For another example: Steven Gerrard has just joined Aston Villa after a successful period in Scotland, coaching Rangers to their first title since their rebirth. Sources on Gerrard’s style tell us that he is primarily a man-motivator who understands his limitations tactically and defers to his coaching staff when needed. These are individual examples of a greater trend: one that has shown us that coaching staff are just as important as the figurehead manager.
I don’t think motivation is everything. A club needs an identity and a style of play to build on. Why can’t the identity be passion though? Reading’s identity throughout their 12/13 years of huge overperformance to start the millennium was almost just that: the idea that passion, belief, and effort could trump quality.
It’s not perfect, and it leads to streaky seasons, but it should keep the club up this year handily.
He’ll get a chance to prove himself when the injury crisis abates in the new year
Still not convinced? Here’s why he should get until the end of the season anyway. It would be impossible for anybody to argue that Pauno has had anything close to a full squad to choose from this season. Judging by the recent injury report though, the tide may be turning over the next two months. The bench has already been bolstered in recent weeks, seeing the club have at least three legitimate options for the first time this season.
From January, Tom McIntyre should also be back, as should Rinomhota, Morrison, Ejaria, Moore, Hoillett and perhaps even Lucas Joao. Regardless of whether the club finds a way to keep Carroll past January, that will be a decent, if not exceptional Championship squad.

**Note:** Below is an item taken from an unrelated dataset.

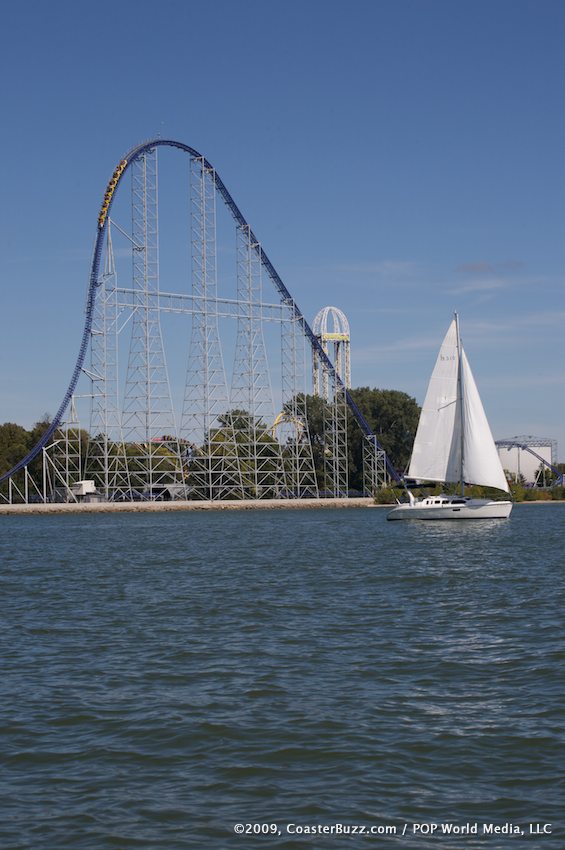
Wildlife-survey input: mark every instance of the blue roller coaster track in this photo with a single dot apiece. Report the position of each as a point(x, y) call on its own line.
point(286, 297)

If Reading’s form remains streaky and inconsistent once those players return, perhaps it will be time to have a discussion about Pauno’s future. If though, as it appears he has been doing anyway, Pauno keeps us safely away from relegation despite the six-point deficit, it will be tough to say he hasn’t fulfilled or even exceeded his expectations this season. His season started with Bristow, an untested teenager, playing out of position in attack because it was the legitimately the best option available. I’d rather judge Pauno’s performance when Hoilett, Ejaria, or Meite have a chance to run opposition defences ragged.

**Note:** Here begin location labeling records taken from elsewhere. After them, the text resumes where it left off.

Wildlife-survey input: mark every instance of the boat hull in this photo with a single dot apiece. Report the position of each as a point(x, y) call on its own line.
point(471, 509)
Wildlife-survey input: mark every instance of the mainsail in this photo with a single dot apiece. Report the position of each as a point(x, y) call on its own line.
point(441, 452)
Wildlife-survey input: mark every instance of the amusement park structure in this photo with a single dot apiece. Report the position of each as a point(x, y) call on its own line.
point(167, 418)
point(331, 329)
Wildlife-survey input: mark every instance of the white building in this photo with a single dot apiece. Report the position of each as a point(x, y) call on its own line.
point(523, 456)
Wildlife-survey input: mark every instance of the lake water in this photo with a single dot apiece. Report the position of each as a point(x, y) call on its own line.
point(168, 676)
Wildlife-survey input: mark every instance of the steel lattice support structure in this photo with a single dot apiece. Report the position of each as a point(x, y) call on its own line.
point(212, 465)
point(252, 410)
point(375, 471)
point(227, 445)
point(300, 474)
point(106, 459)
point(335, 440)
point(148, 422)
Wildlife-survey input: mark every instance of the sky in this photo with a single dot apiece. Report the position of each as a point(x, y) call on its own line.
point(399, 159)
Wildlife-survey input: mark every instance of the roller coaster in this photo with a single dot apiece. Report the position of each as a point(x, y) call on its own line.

In short: give Pauno 20 games with the full squad before we decide whether or not he’s the man for the job. That’s what the 2022 portion of the season should represent, so that’s the opportunity Pauno has earned with his more than reasonable opening half.
Pauno deserves his chance with HIS full squad
Pauno has always been a streaky manager. His teams seem to ride waves of momentum that are seemingly impossible to stop mid stream, but take a while to get rolling again. If he isn’t able to string together more consistent team performances once he has the majority of his team back in January, then perhaps we can have a conversation about his future.
With all Pauno’s given to the club across transfer policy, club atmosphere and player management, he should at least stay for the entirety of 2021/22 though. Not only will it provide the club with some much-needed stability during a turbulent period, but Pauno has genuinely earned it.